De-Stalinisation is an ambiguous term. Sometimes, it is used to describe Khrushchev's attack on Stalin, through his secret speech. Other times it is used to describe Khrushchev's policies within the USSR, such as his moderate concessions to cultural and intellectual freedom. Some even use it as a far reaching term, encompassing every reform made by Khrushchev.
However it is interpreted, it is important that it is employed with caution. After all, the fundamental features of Stalinism, such as the command economy, the one-party state and the states monopoly on information remained in place throughout the reign of Khrushchev and beyond. Furthermore, Khrushchev had no intention of changing this. Whilst he is often remembered as a reformer, he was a firm believer in Stalinism. De-Stalinisation implies the removal of Stalin and his legacy, this was not the case at all.
It is often said that Khrushchev did not truly change Communism, he merely humanized it, removing the emphasis placed on terror by the previous leader.
Cultural Reform - "The Thaw"
"Reform Communism" was Khrushchev's attempt to give the regime some basis of popular consent. This was not to be achieved solely by raising living standards however. He wanted to grant Soviet citizens more personal freedom.
Sometimes knwon as the "Thaw", Khrushchevs series of cultural reforms had some positive effects for Soviet citizens.

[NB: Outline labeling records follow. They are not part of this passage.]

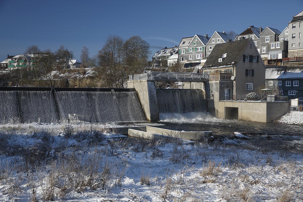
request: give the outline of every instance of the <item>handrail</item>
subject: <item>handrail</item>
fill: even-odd
[[[152,71],[148,73],[129,75],[129,80],[154,80],[157,78],[208,78],[208,74],[192,72],[177,72],[166,71]]]

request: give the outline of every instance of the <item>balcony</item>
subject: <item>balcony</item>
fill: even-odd
[[[232,74],[230,71],[221,71],[211,72],[209,81],[229,81]]]
[[[303,57],[291,57],[290,58],[282,58],[282,61],[283,62],[291,61],[303,61]]]

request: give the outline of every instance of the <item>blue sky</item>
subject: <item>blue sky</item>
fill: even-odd
[[[92,56],[110,34],[140,36],[154,53],[195,34],[239,34],[251,25],[282,31],[303,10],[302,0],[288,2],[0,0],[0,60],[32,45],[52,51],[63,45],[78,59],[84,46]]]

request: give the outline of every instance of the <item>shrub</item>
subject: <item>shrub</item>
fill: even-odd
[[[246,98],[247,100],[258,100],[259,99],[258,95],[254,92],[247,94]]]

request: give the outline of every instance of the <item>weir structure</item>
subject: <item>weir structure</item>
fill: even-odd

Citizens had much greater access to foreign literature and films, though they did have to be passed as "Safe" by Soviet censors. Certain foreign radio stations were permitted and artists who had been denounced by Stalin found their reputations restored. The publication of frank accounts of Soviet history was actively encouraged, for example, Solzhenitsyn was allowed to publish "A Day in the Life of Ivan Denisovitch", which gave a graphic account of life in a Stalinist labour camp.
Foreign visitors were encouraged to visit the USSR for the first time and certain Soviet citizens were allowed to travel abroad.
Limits to Khrushchev's Cultural Reforms
Khrushchev's regime had no intention of turning the USSR into a Liberal democracy. The "Thaw" was not a coherent set of policies, meaning in practise, the reforms suffered from some severe limitations.
Though Solzhenyitsyn's novel was published to widespread acclaim, others, like Doctor Zhivago were banned in the USSR, even though it went on to win the Nobel Prize for Literature.
Though Khrushchev frequently asserted the idea that there were no political prisoners in his USSR, writers who were too outspoken against the regime were often harrassed and imprisoned.
The party was very concerned with an influx of "Youth Hooliganism", which it blamed upon Western influences.
Many groups were subject to particularly zealous persecution. The anti religious campaign of the 20's was resurrected and many churches were converted into museums.
Throughout Khrushchev's reign and beyond, the party continued to be a dead weight on cultural and social life, dictating what was and what was not acceptable. Though an attempt at change had been made, the party still decided what was good for the Soviet people.
Interpretations of Khrushchev's Overall Impact
There is no one interpretation of Khrushchev's impact on the USSR.
M. McCauley said that "The Khrushchev paeriod was one of hope and despair. Great enthusiasm was engendered in the early ears, but eventually despair set in as the problem of modernising the Soviet Union became intractable".
F. Roberts said "He did bring some fresh air into Stalins hot-house Soviet union, did make life less dangerous and unpredictable and somewhat more comfortable for most people in the Soviet Union".
P. Kenez said "During his tenure the Soviet union ceased to be totalitarian; his rule can be better characterised as authoritarian. Ultimately his failures showed that the problems he recognized were inherent in the system that he wanted to save".